O stress é contagioso?

Olá, querides leitorx! Sou eu, Jonas. Hoje, quero partilhar convosco algo muito pessoal: as minhas experiências para compreender o fascinante mundo do stress. Acreditem, esta história começou bem antes de eu estudar psicologia…

Antes de mais, quero explicar o que é o stress. O stress é uma resposta fisiológica e psicológica a situações desafiadoras ou ameaçadoras. Embora sejam uma reação individual estudos têm demonstrado que o stress pode ser “contagioso” e que afeta pessoas próximas ao indivíduo.

Lembro-me como se fosse ontem. Tinha 12 anos e a minha mãe estava a passar por um período difícil no trabalho. Ela chegava a casa todos os dias com os ombros tensos e a sobrancelha franzida. E eu? Bem, sem perceber porquê, comecei a sentir-me ansioso e irritadiço.

Na altura, não fazia ideia do que se passava. Mas anos mais tarde, quando me deparei com o estudo de Rizzolatti et al. (1996) sobre os neurónios-espelho, tudo fez sentido! Estes investigadores descobriram que o nosso cérebro tem células especiais que nos fazem “espelhar” as emoções dos outros.

Agora, vamos dar um salto no tempo.
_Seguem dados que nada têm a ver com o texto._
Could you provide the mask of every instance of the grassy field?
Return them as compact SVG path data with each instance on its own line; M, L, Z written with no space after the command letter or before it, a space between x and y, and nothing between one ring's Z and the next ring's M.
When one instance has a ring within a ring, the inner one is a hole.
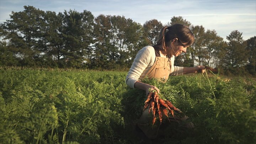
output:
M126 85L127 72L1 68L0 73L3 143L148 142L135 127L146 95ZM164 119L165 135L153 143L255 142L256 80L208 74L171 77L164 83L144 80L195 125L181 130Z

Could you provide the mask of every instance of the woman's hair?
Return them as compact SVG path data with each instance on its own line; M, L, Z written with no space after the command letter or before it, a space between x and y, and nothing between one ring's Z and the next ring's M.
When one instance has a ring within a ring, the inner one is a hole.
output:
M156 44L161 44L164 50L167 52L168 50L167 49L166 44L176 38L182 43L187 43L186 45L187 46L194 43L194 34L188 27L183 24L175 23L162 28Z

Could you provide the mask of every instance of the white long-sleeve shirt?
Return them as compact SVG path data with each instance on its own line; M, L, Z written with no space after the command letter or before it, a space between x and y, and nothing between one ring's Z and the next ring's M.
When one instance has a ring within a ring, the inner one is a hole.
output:
M166 57L161 55L160 57ZM155 60L155 49L151 46L147 46L140 49L137 53L132 66L126 79L126 83L130 87L134 88L135 82L141 80L153 65ZM175 66L174 57L171 58L170 75L181 75L183 74L183 67Z

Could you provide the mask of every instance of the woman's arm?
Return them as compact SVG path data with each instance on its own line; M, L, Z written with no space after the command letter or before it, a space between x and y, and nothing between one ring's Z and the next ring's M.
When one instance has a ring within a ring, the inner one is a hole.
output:
M183 74L189 74L190 73L204 73L205 66L199 65L195 67L183 68Z

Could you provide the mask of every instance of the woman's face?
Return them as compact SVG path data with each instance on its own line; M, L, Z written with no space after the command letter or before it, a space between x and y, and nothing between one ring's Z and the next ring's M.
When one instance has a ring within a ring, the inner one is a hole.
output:
M186 43L182 43L177 38L175 38L172 41L171 47L172 50L171 50L171 54L175 57L177 57L182 53L186 53L187 52Z

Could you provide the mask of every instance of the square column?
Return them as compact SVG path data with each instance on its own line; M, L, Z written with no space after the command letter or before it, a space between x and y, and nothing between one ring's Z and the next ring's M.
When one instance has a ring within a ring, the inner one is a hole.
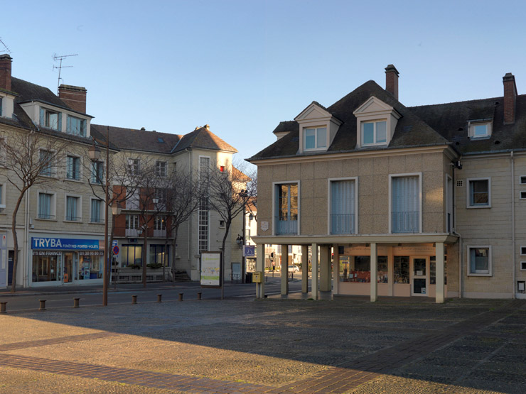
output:
M312 244L312 259L311 261L312 263L312 280L311 285L311 292L312 292L312 297L314 300L319 299L319 290L318 289L318 243Z
M281 295L289 294L289 245L281 245Z
M256 298L265 297L265 244L257 243L256 246L256 271L263 273L261 283L256 283Z
M320 291L331 291L331 248L320 246Z
M443 304L446 289L444 285L444 242L436 242L435 245L436 262L436 285L435 286L435 302Z
M301 292L308 292L308 246L301 245Z
M378 250L375 242L371 243L371 302L378 300Z

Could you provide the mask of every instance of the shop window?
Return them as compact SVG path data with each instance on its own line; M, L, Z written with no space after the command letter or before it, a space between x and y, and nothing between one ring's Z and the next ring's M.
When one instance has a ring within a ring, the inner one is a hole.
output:
M409 283L409 256L394 256L393 274L394 283Z

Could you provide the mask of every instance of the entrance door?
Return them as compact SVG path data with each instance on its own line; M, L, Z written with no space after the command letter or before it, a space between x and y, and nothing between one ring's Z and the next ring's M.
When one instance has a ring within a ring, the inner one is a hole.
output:
M429 268L426 257L413 257L411 270L411 295L427 295L429 288Z

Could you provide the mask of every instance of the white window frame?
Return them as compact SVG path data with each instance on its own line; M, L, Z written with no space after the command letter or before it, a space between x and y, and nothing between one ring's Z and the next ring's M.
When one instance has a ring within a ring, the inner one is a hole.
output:
M471 205L471 181L487 180L488 181L488 204L484 205ZM468 178L466 180L466 207L468 209L478 209L491 208L491 178L490 177Z
M100 202L100 217L99 218L100 221L92 221L92 201L97 200ZM104 202L103 199L100 199L100 198L97 197L90 197L90 223L92 223L94 224L104 224Z
M325 128L325 146L318 146L318 129ZM306 131L314 130L314 148L306 148ZM318 126L304 126L303 127L302 138L304 151L312 152L314 151L326 151L328 148L330 128L328 124L321 124Z
M74 197L77 199L77 213L76 217L78 220L68 220L68 197ZM66 193L64 195L64 221L68 223L82 223L82 196L80 195L73 195L71 193Z
M419 185L419 231L418 233L393 233L392 232L392 178L405 177L418 177ZM389 174L389 234L422 234L422 173L407 173L404 174Z
M281 180L279 182L272 182L272 235L277 235L277 223L276 223L276 187L278 185L292 185L296 183L298 185L298 231L296 234L277 234L282 236L290 235L299 235L301 234L301 183L299 180Z
M78 179L72 179L68 177L68 158L76 158L79 159L79 165L78 165ZM65 156L65 176L64 177L64 179L70 182L82 182L82 158L79 156L78 155L75 155L74 153L66 153Z
M377 142L376 141L376 124L379 122L385 122L385 141L384 142ZM365 143L363 142L363 126L366 123L372 123L374 125L374 130L372 131L372 138L374 141L372 143ZM389 140L389 129L387 128L389 127L389 123L387 122L387 119L371 119L371 120L363 120L360 123L360 141L362 141L362 146L381 146L384 145L387 145L387 141Z
M475 136L475 127L477 126L486 126L486 133L483 136ZM488 121L469 121L468 122L468 132L469 132L469 138L474 140L480 140L480 139L484 139L484 138L489 138L491 136L491 131L493 128L493 123Z
M331 212L332 207L331 206L331 202L332 201L331 195L331 182L338 182L340 180L353 180L354 181L354 187L355 187L355 196L354 196L354 212L355 212L355 229L354 232L351 233L353 234L358 234L358 217L360 216L358 214L358 177L338 177L338 178L328 178L327 180L327 195L328 196L328 199L327 201L327 234L328 235L333 235L331 232ZM336 235L341 235L341 234L336 234Z
M468 276L493 276L493 253L491 245L467 245L466 246L467 264L466 270ZM487 273L472 273L471 272L471 249L488 249L488 272Z
M43 217L39 217L39 212L41 211L40 207L40 195L41 194L50 195L51 196L51 202L50 207L50 216L53 217L54 219L46 219ZM36 192L36 217L37 220L47 220L48 221L57 221L57 193L49 192L48 190L37 190Z

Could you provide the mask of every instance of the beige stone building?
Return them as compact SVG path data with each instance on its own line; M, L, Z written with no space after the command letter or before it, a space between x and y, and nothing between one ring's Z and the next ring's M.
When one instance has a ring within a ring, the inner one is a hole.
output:
M368 81L331 106L313 102L249 159L257 270L265 244L295 245L311 248L315 298L525 297L526 96L515 77L501 97L406 107L397 70L385 72L385 89ZM307 292L306 270L303 280Z

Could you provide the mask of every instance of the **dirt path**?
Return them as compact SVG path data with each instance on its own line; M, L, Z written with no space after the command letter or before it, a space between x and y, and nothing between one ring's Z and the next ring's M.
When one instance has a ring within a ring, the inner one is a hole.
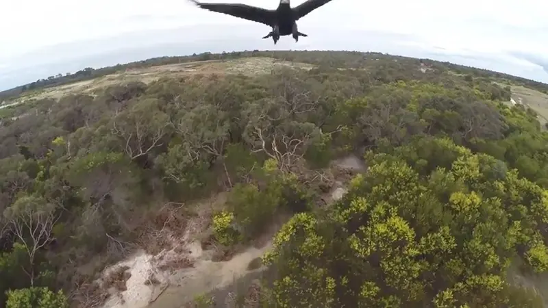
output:
M171 278L171 285L146 307L179 308L197 295L227 287L241 277L262 270L248 270L247 266L270 247L270 243L261 249L251 247L227 261L201 260L196 264L195 268L173 275Z

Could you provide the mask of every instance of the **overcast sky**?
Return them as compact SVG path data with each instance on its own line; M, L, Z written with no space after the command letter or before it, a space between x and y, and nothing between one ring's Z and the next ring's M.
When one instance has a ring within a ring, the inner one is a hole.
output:
M541 0L333 0L299 21L308 38L283 37L275 47L260 39L267 27L186 0L3 1L0 12L0 90L90 66L264 49L387 52L548 82L548 1Z

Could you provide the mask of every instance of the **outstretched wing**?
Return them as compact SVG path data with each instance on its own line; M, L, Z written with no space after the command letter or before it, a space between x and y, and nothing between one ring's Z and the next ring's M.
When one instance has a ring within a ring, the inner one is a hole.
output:
M197 5L212 12L227 14L248 21L273 26L275 23L275 11L241 3L204 3L191 0Z
M295 16L295 21L298 21L299 18L303 17L307 14L330 1L331 0L306 0L299 5L292 8L293 16Z

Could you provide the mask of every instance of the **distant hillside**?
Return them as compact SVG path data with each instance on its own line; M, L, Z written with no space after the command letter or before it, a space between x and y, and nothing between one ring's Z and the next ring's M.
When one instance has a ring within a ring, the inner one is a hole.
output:
M380 53L362 53L358 51L234 51L231 53L203 53L177 57L160 57L147 59L142 61L130 62L125 64L117 64L113 66L107 66L95 69L86 68L74 73L58 74L47 78L37 80L36 81L20 86L12 89L0 92L0 101L7 100L10 98L21 95L25 92L39 90L42 88L64 85L73 82L90 80L106 75L132 68L142 68L154 66L184 63L195 61L208 60L234 59L246 57L272 57L289 61L302 62L317 64L325 62L326 59L329 59L334 65L340 67L359 68L365 65L367 60L390 57L391 58L401 58L402 60L414 60L414 58L394 56ZM495 72L483 68L477 68L464 65L455 64L447 62L440 62L429 59L421 59L420 61L430 66L445 67L460 74L466 74L474 77L485 78L504 79L512 81L519 85L534 88L538 91L548 94L548 85L527 79L526 78L512 76L503 73Z

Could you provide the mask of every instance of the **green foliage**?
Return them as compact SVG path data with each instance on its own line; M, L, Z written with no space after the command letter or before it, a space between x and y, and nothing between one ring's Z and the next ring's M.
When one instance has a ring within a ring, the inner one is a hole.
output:
M547 191L512 170L486 179L490 157L446 139L427 142L453 158L429 169L416 164L435 153L427 150L373 155L327 217L298 214L282 227L264 258L279 270L277 305L499 307L509 300L503 291L512 258L545 270L547 246L538 239ZM394 152L423 146L419 140ZM526 195L530 211L515 213Z
M53 292L47 287L29 287L7 292L6 308L68 308L63 292Z
M238 242L240 234L233 227L234 214L223 211L213 216L213 235L222 245L231 246Z
M545 85L378 53L254 51L86 68L10 95L126 68L242 57L314 67L269 62L257 70L266 74L246 66L236 75L243 61L212 62L210 68L229 69L0 110L0 292L33 283L68 292L94 255L122 257L110 237L142 242L159 222L151 215L158 205L229 190L212 222L224 245L297 214L266 257L279 268L279 306L538 305L503 274L512 258L530 272L548 266L548 133L533 110L506 102L516 85ZM333 159L362 150L368 172L342 201L318 209L317 188L345 177ZM4 226L29 214L32 230L35 218L52 213L55 244L40 246L33 261L32 231L21 239Z

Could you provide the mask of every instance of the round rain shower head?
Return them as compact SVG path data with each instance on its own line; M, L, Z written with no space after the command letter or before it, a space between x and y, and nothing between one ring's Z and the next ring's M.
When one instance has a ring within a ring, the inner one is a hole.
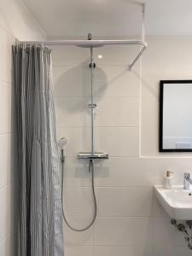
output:
M67 143L67 139L66 137L61 137L58 142L58 146L61 148L63 148Z

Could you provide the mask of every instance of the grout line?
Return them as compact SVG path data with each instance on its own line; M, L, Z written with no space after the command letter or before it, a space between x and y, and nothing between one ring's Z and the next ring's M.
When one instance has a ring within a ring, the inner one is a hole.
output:
M90 125L56 125L56 128L90 128ZM117 125L95 125L95 127L96 128L139 128L139 126L127 126L127 125L124 125L124 126L117 126Z
M15 132L13 131L3 131L3 132L0 132L0 136L3 136L3 135L11 135L14 134Z
M12 180L8 182L6 184L0 186L0 190L5 189L8 186L9 186L11 183L12 183Z
M67 178L67 177L66 177ZM87 186L73 186L73 185L66 185L66 189L74 189L74 188L79 188L79 189L82 189L82 188L84 188L84 189L90 189L91 186L90 185L87 185ZM106 185L103 185L103 186L96 186L96 185L95 185L95 188L96 189L151 189L152 188L153 188L154 186L153 185L148 185L148 186L144 186L144 185L141 185L141 186L133 186L133 185L128 185L128 186L106 186Z
M67 218L90 218L92 215L67 215ZM153 217L152 215L97 215L97 218L149 218ZM160 218L170 218L169 217L155 217Z
M54 99L72 99L72 98L74 98L74 99L90 99L90 96L54 96ZM129 98L137 98L137 99L139 99L140 96L94 96L94 98L107 98L107 99L129 99Z
M9 237L10 237L10 235L11 235L10 232L8 233L8 234L6 235L6 236L0 241L0 246L1 246L6 240L8 240Z
M9 37L13 38L13 39L15 40L15 37L9 30L7 30L4 26L3 26L1 24L0 24L0 28L3 31L3 32L7 33Z

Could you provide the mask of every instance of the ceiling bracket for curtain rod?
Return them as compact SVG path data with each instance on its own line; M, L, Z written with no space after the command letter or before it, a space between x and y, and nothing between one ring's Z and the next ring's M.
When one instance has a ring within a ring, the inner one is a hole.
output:
M88 38L86 40L55 40L55 41L22 41L20 44L44 44L44 45L75 45L84 48L96 48L104 45L138 45L140 50L131 63L128 66L131 71L135 66L137 61L141 58L144 51L148 47L148 44L145 41L145 3L141 2L134 2L130 0L132 4L137 4L142 8L142 40L92 40L91 33L88 33ZM18 44L18 43L17 43Z

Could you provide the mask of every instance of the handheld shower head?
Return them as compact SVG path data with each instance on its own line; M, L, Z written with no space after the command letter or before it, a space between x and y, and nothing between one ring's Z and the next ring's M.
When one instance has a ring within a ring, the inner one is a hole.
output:
M67 139L66 137L61 137L58 142L58 146L60 147L60 148L64 148L67 143Z

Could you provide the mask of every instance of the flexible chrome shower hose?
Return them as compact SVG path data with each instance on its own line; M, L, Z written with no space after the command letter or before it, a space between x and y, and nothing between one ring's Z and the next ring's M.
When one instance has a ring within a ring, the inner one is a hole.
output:
M91 190L92 190L92 195L93 195L93 200L94 200L94 215L93 215L93 218L91 219L90 223L84 228L82 229L77 229L74 228L73 226L71 226L71 224L68 223L67 218L66 218L66 214L65 214L65 211L64 211L64 207L63 207L63 178L64 178L64 166L65 166L65 157L61 156L61 167L62 167L62 172L61 172L61 203L62 203L62 216L63 216L63 219L66 223L66 224L69 227L69 229L71 229L73 231L77 231L77 232L82 232L82 231L85 231L88 229L90 229L92 224L94 224L96 218L96 212L97 212L97 206L96 206L96 193L95 193L95 185L94 185L94 164L93 164L93 160L90 160L90 165L89 165L89 172L91 173Z

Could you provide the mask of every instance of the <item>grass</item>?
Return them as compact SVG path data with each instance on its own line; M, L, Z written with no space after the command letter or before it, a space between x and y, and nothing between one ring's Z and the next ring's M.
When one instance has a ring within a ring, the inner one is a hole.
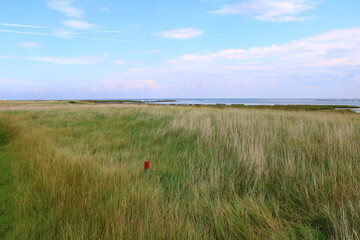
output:
M36 104L0 112L14 239L359 239L360 115Z

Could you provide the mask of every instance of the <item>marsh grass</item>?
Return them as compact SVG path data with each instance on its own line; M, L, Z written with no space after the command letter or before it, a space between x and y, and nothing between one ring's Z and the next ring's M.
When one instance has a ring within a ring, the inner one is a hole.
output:
M359 239L359 115L73 106L0 115L14 238Z

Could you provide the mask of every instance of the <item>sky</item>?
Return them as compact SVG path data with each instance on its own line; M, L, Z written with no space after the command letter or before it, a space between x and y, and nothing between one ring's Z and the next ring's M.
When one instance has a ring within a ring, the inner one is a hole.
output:
M0 99L360 98L359 0L1 0Z

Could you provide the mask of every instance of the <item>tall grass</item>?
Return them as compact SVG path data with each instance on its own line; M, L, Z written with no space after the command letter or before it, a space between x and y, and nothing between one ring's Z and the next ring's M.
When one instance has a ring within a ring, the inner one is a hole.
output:
M359 239L359 115L72 105L0 116L8 238Z

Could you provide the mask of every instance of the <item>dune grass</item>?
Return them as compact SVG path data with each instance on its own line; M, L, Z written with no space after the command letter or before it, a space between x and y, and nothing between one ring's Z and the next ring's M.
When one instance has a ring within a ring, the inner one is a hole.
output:
M4 111L0 125L3 236L359 239L356 114L72 105Z

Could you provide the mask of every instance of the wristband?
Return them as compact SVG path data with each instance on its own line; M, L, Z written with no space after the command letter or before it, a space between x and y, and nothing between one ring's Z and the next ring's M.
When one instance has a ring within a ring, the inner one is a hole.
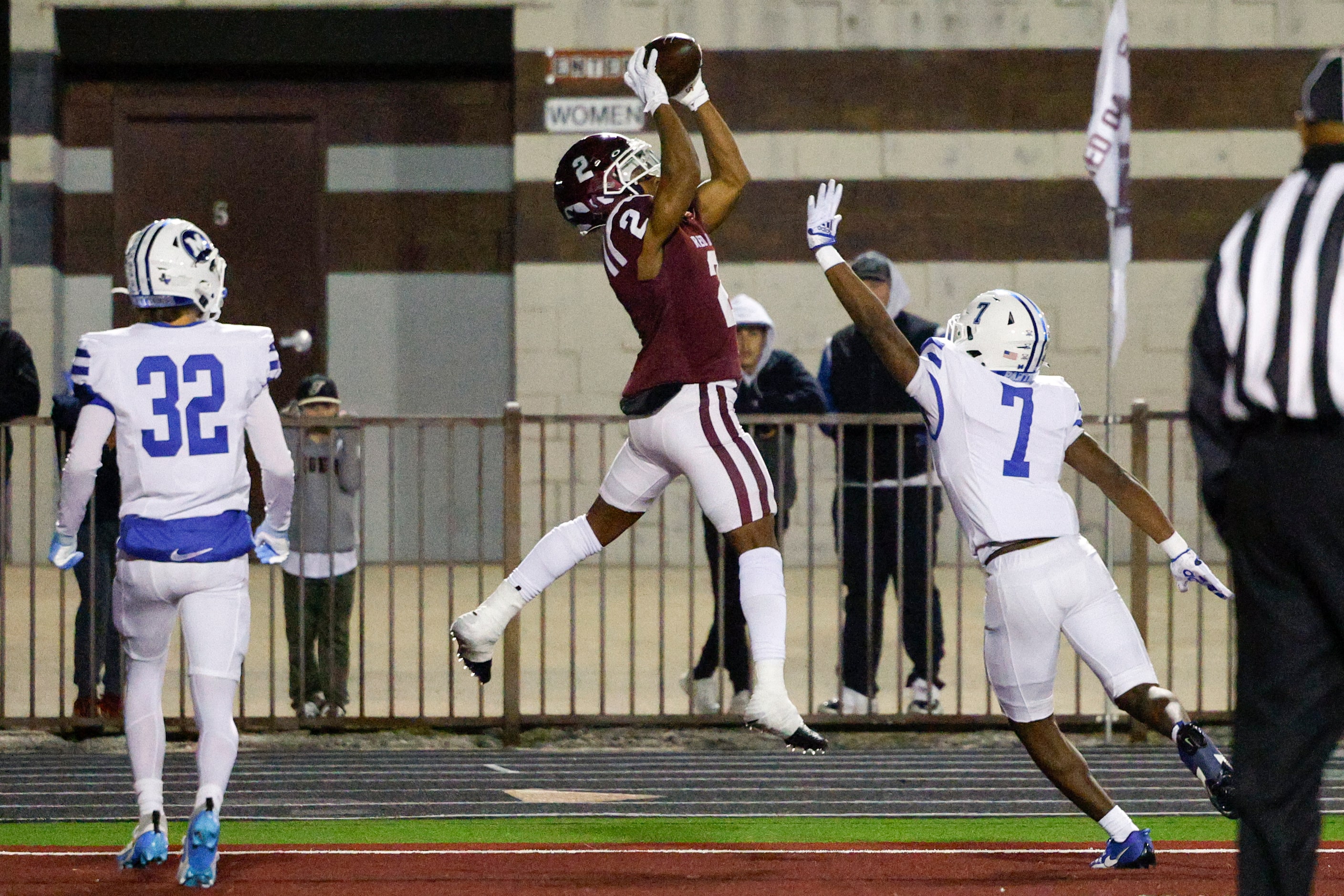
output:
M1183 555L1187 551L1189 551L1189 545L1185 544L1185 539L1180 537L1180 532L1172 532L1172 537L1169 537L1165 541L1160 543L1157 547L1160 547L1163 551L1165 551L1167 552L1167 557L1171 559L1171 560L1175 560L1180 555Z
M821 265L821 270L831 270L836 265L844 265L844 258L835 246L823 246L816 253L817 263Z

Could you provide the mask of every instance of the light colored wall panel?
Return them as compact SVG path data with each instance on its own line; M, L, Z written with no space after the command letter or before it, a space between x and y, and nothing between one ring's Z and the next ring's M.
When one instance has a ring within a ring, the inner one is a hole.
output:
M1136 47L1344 43L1337 0L1132 0ZM1079 0L551 0L517 7L520 50L634 47L685 31L714 50L1095 47L1109 4Z
M105 146L62 149L60 192L110 193L112 149Z
M327 148L327 191L333 193L507 193L512 172L511 146Z
M1341 5L1344 8L1344 5ZM655 146L657 134L641 137ZM757 180L1081 180L1083 132L746 132L737 134ZM550 181L575 134L517 134L513 176ZM700 167L708 171L695 136ZM1292 130L1138 130L1134 177L1282 177L1302 146Z
M62 293L65 339L56 363L69 365L82 334L112 329L112 278L63 277Z

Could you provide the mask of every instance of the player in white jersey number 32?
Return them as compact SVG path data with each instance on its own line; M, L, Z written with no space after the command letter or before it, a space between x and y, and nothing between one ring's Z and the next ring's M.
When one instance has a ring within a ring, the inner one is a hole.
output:
M83 556L75 533L102 445L116 426L121 535L113 617L126 652L126 750L140 823L122 868L168 858L163 682L181 617L199 742L199 789L177 881L215 883L219 807L238 755L234 696L247 653L247 552L289 553L294 465L269 383L280 376L270 329L218 321L224 259L190 222L156 220L126 246L126 292L141 322L79 339L70 368L83 402L60 478L51 562ZM251 529L243 434L261 466L266 520Z
M1106 830L1106 850L1093 866L1149 866L1156 861L1149 833L1097 783L1055 723L1059 633L1116 705L1169 732L1181 762L1230 818L1232 768L1176 696L1157 686L1129 609L1078 532L1077 508L1059 486L1063 465L1161 544L1181 591L1193 583L1224 599L1231 594L1146 489L1083 431L1068 383L1039 375L1050 330L1035 302L1005 289L982 293L949 321L948 339L915 351L835 249L840 195L831 181L808 199L808 247L883 365L923 408L938 477L988 574L985 672L999 705L1046 776Z

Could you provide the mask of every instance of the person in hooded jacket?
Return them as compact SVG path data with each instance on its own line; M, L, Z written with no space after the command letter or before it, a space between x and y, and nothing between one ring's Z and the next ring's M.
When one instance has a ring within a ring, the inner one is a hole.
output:
M853 259L853 273L878 298L914 347L941 328L909 313L910 287L891 259L867 251ZM827 410L840 414L915 414L919 406L878 360L853 325L827 341L817 380ZM938 664L943 656L942 607L929 571L935 560L942 489L929 463L929 433L919 426L841 427L844 488L836 489L833 516L845 586L841 635L843 688L820 707L831 713L876 712L878 660L887 580L900 590L900 634L910 654L906 676L911 712L938 712ZM898 430L900 430L898 433ZM836 438L836 431L828 433ZM872 439L872 536L868 536L868 441ZM930 520L931 517L931 520ZM931 525L930 525L931 521Z
M734 411L823 414L825 395L821 386L802 361L782 348L775 348L774 321L765 306L743 293L732 300L732 314L737 318L738 355L742 360L742 380ZM775 486L780 512L774 519L777 533L782 539L789 528L789 508L798 496L793 457L794 427L754 424L747 426L747 431L751 433ZM746 618L739 599L738 555L708 519L704 519L704 552L710 557L710 582L714 587L714 625L700 652L700 661L681 677L681 686L691 696L695 712L719 712L719 682L714 673L723 665L732 682L731 709L739 712L751 697L751 664Z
O meu primeiro emprego “a sério” foi numa loja de roupa no Porto. O ambiente era elétrico, mas o nosso chefe, o Sr António, era um barril de stress ambulante. Lembro-me de pensar: “Porque é que me sinto tão ansioso se não tenho razões para isso?”

Foi aí que tropecei no trabalho de Hatfield et al. (1993) sobre o contágio emocional. Estes investigadores propuseram que as emoções se podem espalhar num grupo tal como um vírus! De repente, percebi que não estava sozinho – estávamos todos a “apanhar” o stress do Sr. António.

Mas a história não acaba aqui. À medida que me aprofundei neste tema (sim, tornei-me um pouquinho obcecado), descobri o trabalho fascinante de LeDoux (2003) sobre a amígdala, uma pequena estrutura no nosso cérebro que é como um detetor de stress super-sensível.

Sabem aquela sensação de tensão que sentimos quando alguém stressado entra na sala? Pois é, podemos agradecer à nossa amígdala por isso! Ela está sempre alerta, a captar sinais de stress à nossa volta, mesmo quando não nos apercebemos conscientemente.

Confesso-vos: durante anos, fui uma esponja de stress. Absorvia a tensão de todos à minha volta. Mas então, decidi fazer algo em relação a isso. Aqui estão algumas estratégias que aprendi (e que realmente funcionam!):

1. **Consciencialização**: Comecei a praticar mindfulness. Parece uma moda, eu sei, mas os estudos de Palumbo et al. (2017) mostram que isto pode ajudar-nos a quebrar o ciclo de sincronização emocional com os outros.

2. **Respiração controlada**: Inspirado pelo trabalho de Porges (2007), comecei a praticar exercícios de respiração. Acreditem, funciona mesmo para acalmar o sistema nervoso!

3. **Comunicação aberta**: A teoria da aprendizagem social de Bandura (1977) postula que falar abertamente sobre o stress com os meus colegas e família ajuda-nos a todos a lidar melhor com a situação.

Se há algo que aprendi nesta caminhada, é que não estamos sozinhos nisto. O stress pode ser “contagioso”, sim, mas a compreensão e o apoio mútuo também podem ser!

Agora, gostava muito de ouvir as vossas histórias. Já sentiram este “contágio de stress”? Como lidaram com isso? Partilhem nos comentários – quem sabe, a vossa experiência pode ajudar alguém que esteja a passar pelo mesmo.

Lembrem-se: conhecermo-nos a nós próprios e uns aos outros é o primeiro passo para uma vida mais equilibrada e feliz. Estamos todes juntes nesta jornada!